Марчелло подошел к исповедальне из темного резного дерева, огромной, соразмерной базилике, успел вовремя заметить сидевшего внутри священника и задернул, спрятавшись, занавеску. Но лица исповедника он не разглядел. Прежде чем встать на колени, Марчелло подтянул брюки, чтобы они не смялись, а потом сказал тихо:

ГЛАВА ЧЕТВЕРТАЯ

Когда Марчелло вышел из автобуса в квартале, где жила его мать, то почти сразу заметил, что за ним на некотором расстоянии следует какой-то человек. Продолжая неторопливо идти по пустынной улице вдоль стен, отгораживавших сады, он украдкой взглянул на преследователя. Это был мужчина среднего роста, склонный к полноте, его квадратная физиономия отличалась выражением честным и добродушным, но не лишенным некоторого лицемерного лукавства, свойственного крестьянам. На нем был легкий выцветший коричневато-лилового цвета костюм, на голове ловко сидела светлая, неопределенного серого цвета, шляпа, поля ее были приподняты надо лбом именно так, как это принято у крестьян. Если бы Марчелло встретил этого человека на площади какого-нибудь городишки в базарный день, то принял бы его за фермера. Мужчина ехал в том же автобусе, что и Марчелло, сошел на той же остановке и теперь следовал за ним по другому тротуару, не слишком стараясь спрятаться, он подстраивался под шаг Марчелло и ни на минуту не упускал его из виду. Но в его пристальном взгляде сквозила какая-то нерешительность, словно человек не совсем был уверен в личности Марчелло и хотел как следует рассмотреть его, прежде чем подойти к нему.

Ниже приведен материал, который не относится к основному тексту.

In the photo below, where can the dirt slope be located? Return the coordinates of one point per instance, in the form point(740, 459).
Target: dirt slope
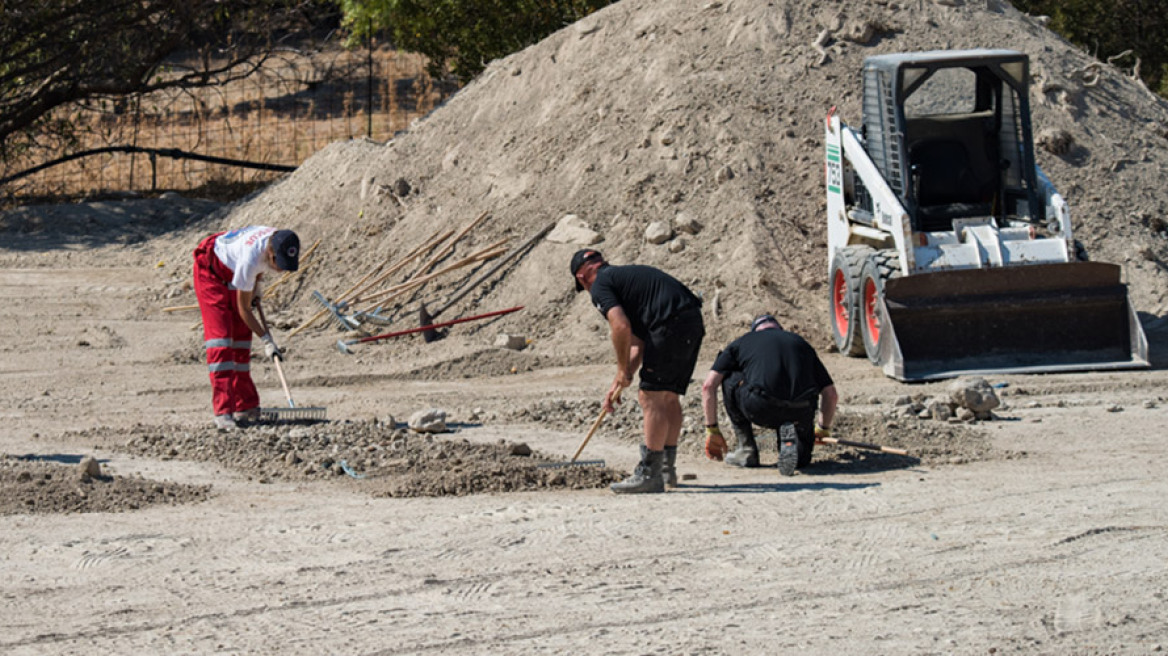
point(648, 110)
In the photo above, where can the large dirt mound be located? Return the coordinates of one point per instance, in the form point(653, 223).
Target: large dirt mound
point(648, 110)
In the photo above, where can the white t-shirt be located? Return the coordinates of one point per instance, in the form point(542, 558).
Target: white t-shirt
point(242, 251)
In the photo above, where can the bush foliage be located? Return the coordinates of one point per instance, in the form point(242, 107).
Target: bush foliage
point(463, 36)
point(1110, 28)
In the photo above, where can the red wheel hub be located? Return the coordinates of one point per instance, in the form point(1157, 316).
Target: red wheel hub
point(871, 316)
point(840, 304)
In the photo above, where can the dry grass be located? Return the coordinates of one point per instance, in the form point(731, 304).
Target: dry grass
point(293, 106)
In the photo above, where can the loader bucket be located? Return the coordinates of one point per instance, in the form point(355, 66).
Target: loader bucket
point(1009, 320)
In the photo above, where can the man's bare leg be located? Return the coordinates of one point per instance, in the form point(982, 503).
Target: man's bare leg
point(662, 418)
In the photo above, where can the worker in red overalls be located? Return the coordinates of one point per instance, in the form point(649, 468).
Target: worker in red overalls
point(228, 266)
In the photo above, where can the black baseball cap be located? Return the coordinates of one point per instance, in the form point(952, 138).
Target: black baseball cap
point(579, 258)
point(764, 319)
point(286, 248)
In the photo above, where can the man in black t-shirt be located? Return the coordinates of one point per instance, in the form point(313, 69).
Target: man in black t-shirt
point(771, 378)
point(657, 328)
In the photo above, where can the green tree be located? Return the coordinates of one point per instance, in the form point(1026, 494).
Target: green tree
point(54, 53)
point(1107, 28)
point(461, 36)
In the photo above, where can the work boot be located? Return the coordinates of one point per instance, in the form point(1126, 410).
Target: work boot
point(646, 477)
point(788, 449)
point(669, 469)
point(746, 453)
point(248, 416)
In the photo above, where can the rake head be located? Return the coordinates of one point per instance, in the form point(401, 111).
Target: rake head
point(336, 312)
point(292, 414)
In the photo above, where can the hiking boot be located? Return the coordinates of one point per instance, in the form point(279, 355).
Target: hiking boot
point(226, 423)
point(745, 454)
point(669, 469)
point(788, 449)
point(248, 416)
point(647, 476)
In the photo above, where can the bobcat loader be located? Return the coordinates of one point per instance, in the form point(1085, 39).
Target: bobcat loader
point(950, 252)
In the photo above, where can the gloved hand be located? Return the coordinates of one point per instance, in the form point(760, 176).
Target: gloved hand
point(715, 444)
point(270, 349)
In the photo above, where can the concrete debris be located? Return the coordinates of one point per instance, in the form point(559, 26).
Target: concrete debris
point(571, 229)
point(513, 342)
point(431, 420)
point(1056, 141)
point(90, 467)
point(686, 223)
point(658, 232)
point(974, 393)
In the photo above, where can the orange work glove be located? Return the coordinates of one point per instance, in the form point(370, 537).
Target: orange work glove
point(821, 432)
point(715, 444)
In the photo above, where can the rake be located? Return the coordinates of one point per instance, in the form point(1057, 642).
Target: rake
point(290, 413)
point(343, 344)
point(336, 312)
point(575, 462)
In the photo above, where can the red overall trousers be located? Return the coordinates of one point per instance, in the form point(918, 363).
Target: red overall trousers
point(226, 335)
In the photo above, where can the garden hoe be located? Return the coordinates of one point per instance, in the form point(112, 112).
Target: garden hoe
point(290, 413)
point(343, 344)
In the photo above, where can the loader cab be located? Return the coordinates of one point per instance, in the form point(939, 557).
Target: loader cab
point(950, 131)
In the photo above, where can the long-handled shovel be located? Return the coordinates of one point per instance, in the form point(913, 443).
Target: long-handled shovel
point(425, 318)
point(290, 413)
point(862, 445)
point(343, 344)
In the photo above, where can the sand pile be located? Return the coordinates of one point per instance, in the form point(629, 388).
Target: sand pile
point(648, 111)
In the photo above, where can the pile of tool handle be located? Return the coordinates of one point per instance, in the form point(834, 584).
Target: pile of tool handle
point(367, 301)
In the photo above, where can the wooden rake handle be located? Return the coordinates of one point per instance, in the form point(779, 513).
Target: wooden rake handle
point(863, 445)
point(589, 435)
point(279, 370)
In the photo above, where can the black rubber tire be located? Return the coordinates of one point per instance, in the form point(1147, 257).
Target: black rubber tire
point(843, 298)
point(880, 267)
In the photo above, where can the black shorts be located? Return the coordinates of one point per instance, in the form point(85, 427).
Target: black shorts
point(671, 354)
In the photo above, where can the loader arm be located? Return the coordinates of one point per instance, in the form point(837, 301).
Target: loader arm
point(846, 161)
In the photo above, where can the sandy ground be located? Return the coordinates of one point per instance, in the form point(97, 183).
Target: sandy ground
point(1054, 546)
point(1041, 532)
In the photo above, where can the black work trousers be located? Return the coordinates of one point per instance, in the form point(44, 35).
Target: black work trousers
point(749, 406)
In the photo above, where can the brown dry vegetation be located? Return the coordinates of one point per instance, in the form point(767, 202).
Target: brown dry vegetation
point(294, 105)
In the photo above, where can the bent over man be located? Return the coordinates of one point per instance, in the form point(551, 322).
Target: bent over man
point(228, 266)
point(657, 328)
point(771, 378)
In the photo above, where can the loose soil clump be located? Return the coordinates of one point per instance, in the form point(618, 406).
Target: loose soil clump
point(384, 459)
point(39, 487)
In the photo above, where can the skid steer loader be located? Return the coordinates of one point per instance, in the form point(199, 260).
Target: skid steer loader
point(950, 252)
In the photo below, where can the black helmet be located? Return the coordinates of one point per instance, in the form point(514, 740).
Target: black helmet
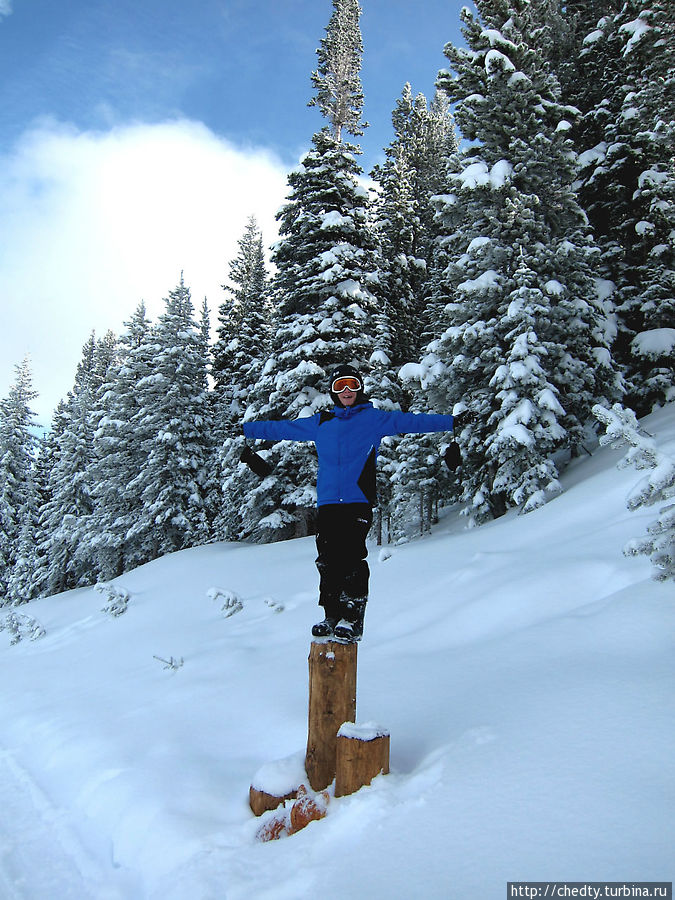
point(346, 371)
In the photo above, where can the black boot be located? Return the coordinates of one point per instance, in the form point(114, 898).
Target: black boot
point(326, 627)
point(350, 626)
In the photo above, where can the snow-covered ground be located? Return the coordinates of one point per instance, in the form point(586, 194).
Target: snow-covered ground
point(525, 671)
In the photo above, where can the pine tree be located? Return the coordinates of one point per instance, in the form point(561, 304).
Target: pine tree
point(325, 310)
point(627, 183)
point(17, 460)
point(239, 355)
point(118, 442)
point(174, 429)
point(243, 330)
point(512, 228)
point(337, 81)
point(658, 486)
point(414, 171)
point(64, 520)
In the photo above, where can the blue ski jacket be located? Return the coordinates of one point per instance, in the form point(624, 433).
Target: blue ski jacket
point(346, 443)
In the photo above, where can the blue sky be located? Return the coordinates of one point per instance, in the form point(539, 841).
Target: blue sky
point(137, 137)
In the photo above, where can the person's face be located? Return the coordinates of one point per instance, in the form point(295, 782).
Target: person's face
point(347, 397)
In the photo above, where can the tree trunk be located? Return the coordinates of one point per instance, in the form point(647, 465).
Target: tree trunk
point(332, 701)
point(362, 753)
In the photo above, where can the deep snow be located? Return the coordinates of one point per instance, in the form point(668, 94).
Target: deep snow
point(524, 670)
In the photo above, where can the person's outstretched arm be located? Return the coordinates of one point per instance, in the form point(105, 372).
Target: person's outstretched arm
point(283, 429)
point(396, 422)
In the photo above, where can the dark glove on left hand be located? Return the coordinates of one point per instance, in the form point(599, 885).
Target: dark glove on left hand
point(255, 462)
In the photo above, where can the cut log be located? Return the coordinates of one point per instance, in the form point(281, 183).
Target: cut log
point(307, 808)
point(275, 782)
point(362, 752)
point(261, 801)
point(332, 701)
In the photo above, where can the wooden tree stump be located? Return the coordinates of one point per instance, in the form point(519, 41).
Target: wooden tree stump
point(276, 782)
point(332, 701)
point(362, 752)
point(261, 802)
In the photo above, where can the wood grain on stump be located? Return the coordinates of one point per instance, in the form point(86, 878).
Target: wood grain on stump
point(332, 701)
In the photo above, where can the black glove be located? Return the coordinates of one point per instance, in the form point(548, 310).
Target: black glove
point(453, 456)
point(255, 462)
point(465, 417)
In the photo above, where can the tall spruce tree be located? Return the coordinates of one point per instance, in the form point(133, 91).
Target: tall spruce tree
point(326, 268)
point(626, 139)
point(18, 497)
point(243, 328)
point(239, 355)
point(118, 453)
point(64, 517)
point(516, 252)
point(175, 432)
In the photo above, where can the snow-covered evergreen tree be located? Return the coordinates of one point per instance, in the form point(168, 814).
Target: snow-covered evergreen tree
point(62, 526)
point(17, 460)
point(414, 171)
point(239, 355)
point(658, 486)
point(243, 328)
point(118, 457)
point(339, 94)
point(513, 229)
point(325, 311)
point(627, 183)
point(175, 434)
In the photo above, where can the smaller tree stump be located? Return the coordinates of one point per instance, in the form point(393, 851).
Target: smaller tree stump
point(261, 802)
point(362, 753)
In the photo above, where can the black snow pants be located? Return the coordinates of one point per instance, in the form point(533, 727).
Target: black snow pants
point(341, 543)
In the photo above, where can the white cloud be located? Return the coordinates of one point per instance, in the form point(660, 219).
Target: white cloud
point(93, 222)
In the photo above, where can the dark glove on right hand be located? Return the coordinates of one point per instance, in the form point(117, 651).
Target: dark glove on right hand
point(255, 462)
point(453, 456)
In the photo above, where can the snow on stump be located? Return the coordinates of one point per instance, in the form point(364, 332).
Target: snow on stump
point(307, 807)
point(362, 753)
point(276, 782)
point(332, 701)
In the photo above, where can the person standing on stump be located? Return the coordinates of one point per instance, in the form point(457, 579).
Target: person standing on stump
point(346, 440)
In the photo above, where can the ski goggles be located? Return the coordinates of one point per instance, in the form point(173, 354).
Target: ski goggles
point(346, 382)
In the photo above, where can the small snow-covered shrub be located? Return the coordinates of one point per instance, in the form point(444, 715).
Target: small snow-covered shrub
point(655, 487)
point(274, 605)
point(232, 603)
point(20, 626)
point(117, 599)
point(171, 663)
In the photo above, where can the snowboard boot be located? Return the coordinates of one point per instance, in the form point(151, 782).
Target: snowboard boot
point(325, 628)
point(350, 626)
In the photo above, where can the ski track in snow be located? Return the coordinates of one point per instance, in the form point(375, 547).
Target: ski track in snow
point(39, 852)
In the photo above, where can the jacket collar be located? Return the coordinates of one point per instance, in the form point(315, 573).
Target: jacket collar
point(346, 412)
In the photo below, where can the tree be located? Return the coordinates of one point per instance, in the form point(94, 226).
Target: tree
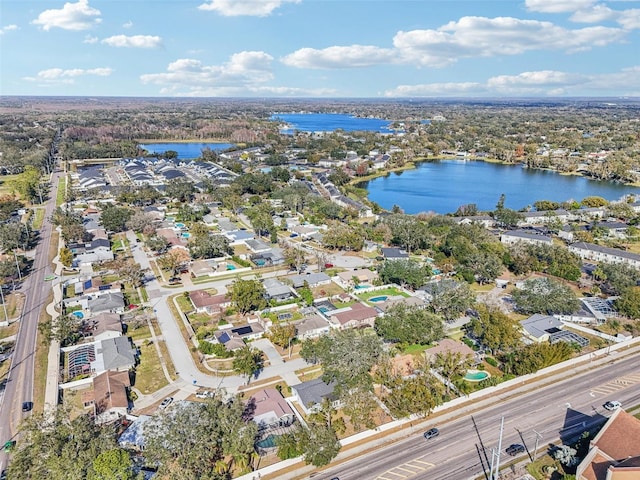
point(451, 364)
point(66, 256)
point(406, 324)
point(628, 303)
point(247, 361)
point(191, 439)
point(114, 219)
point(210, 246)
point(282, 335)
point(247, 295)
point(320, 444)
point(495, 330)
point(545, 295)
point(113, 464)
point(141, 222)
point(359, 405)
point(58, 447)
point(347, 356)
point(173, 259)
point(404, 272)
point(450, 299)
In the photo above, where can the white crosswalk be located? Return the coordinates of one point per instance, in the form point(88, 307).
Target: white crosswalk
point(617, 384)
point(406, 470)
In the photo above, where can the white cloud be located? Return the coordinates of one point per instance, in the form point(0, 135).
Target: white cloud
point(253, 8)
point(133, 41)
point(544, 82)
point(630, 19)
point(8, 28)
point(59, 75)
point(243, 71)
point(352, 56)
point(437, 89)
point(72, 16)
point(558, 6)
point(594, 14)
point(484, 37)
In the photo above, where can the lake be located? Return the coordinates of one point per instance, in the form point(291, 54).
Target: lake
point(186, 150)
point(443, 186)
point(328, 122)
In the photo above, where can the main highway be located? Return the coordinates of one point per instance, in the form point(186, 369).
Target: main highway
point(463, 450)
point(19, 385)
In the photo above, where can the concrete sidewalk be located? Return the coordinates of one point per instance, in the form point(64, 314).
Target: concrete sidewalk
point(365, 442)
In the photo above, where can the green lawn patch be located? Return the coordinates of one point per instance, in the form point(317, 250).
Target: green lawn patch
point(149, 374)
point(62, 190)
point(415, 349)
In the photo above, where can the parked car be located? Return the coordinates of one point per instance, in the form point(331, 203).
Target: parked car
point(612, 405)
point(431, 433)
point(515, 449)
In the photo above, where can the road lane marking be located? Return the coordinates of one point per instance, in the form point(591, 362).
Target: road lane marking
point(422, 461)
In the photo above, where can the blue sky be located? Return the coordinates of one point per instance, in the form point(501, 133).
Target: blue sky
point(320, 48)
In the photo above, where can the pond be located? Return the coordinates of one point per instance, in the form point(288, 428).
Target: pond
point(443, 186)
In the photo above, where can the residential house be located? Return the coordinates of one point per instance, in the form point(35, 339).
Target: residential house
point(363, 276)
point(109, 397)
point(311, 326)
point(598, 253)
point(311, 394)
point(614, 453)
point(105, 325)
point(204, 302)
point(234, 338)
point(394, 253)
point(515, 236)
point(312, 279)
point(539, 328)
point(114, 354)
point(268, 409)
point(356, 316)
point(202, 268)
point(109, 302)
point(276, 290)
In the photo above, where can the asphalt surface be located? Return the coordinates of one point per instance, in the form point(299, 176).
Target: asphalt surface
point(465, 446)
point(19, 386)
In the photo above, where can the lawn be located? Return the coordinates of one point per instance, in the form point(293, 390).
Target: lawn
point(389, 292)
point(62, 190)
point(149, 374)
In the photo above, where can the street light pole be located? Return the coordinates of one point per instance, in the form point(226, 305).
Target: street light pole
point(535, 451)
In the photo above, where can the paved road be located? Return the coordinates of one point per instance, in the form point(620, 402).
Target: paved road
point(19, 387)
point(464, 448)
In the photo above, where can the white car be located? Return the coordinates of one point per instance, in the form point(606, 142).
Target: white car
point(613, 405)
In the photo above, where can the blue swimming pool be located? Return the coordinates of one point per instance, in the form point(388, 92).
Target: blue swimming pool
point(381, 298)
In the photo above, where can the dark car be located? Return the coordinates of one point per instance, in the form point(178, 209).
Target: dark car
point(432, 432)
point(515, 449)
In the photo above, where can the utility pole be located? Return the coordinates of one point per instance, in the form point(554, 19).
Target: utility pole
point(538, 438)
point(493, 474)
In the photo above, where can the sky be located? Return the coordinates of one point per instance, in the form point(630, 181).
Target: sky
point(320, 48)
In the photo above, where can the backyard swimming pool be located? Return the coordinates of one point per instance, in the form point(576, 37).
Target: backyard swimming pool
point(381, 298)
point(476, 375)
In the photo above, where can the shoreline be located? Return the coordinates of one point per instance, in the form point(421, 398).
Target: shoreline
point(414, 164)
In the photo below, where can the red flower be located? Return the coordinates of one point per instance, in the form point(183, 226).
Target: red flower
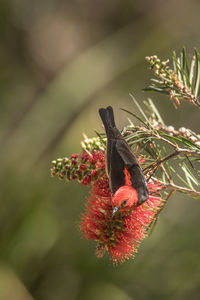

Так, вместе, они поднялись по идущей вверх улице, в тишине и тепле первых послеобеденных часов. За прутьями калиток в садах не виднелось ни души, никого не было и на улице, под сенью зеленой галереи, образованной переплетенными кронами перечных деревьев. Пустынность и тишина улицы в конце концов насторожили Марчелло, ибо создавали благоприятные условия для неожиданного нападения, что, возможно, было заранее предусмотрено его преследователем. Резко, с внезапной решимостью, Марчелло сошел с тротуара, пересек улицу и двинулся навстречу мужчине.

— Не меня ли вы ищете? — спросил он, когда между ними оставалось несколько шагов.

Человек тоже остановился и на вопрос Марчелло ответил почти боязливо, тихим голосом:

Простите меня, я шел за вами только потому, что мы оба идем, вероятно, в одно и то же место… иначе я бы никогда себе не позволил… Извините, вы не доктор Клеричи?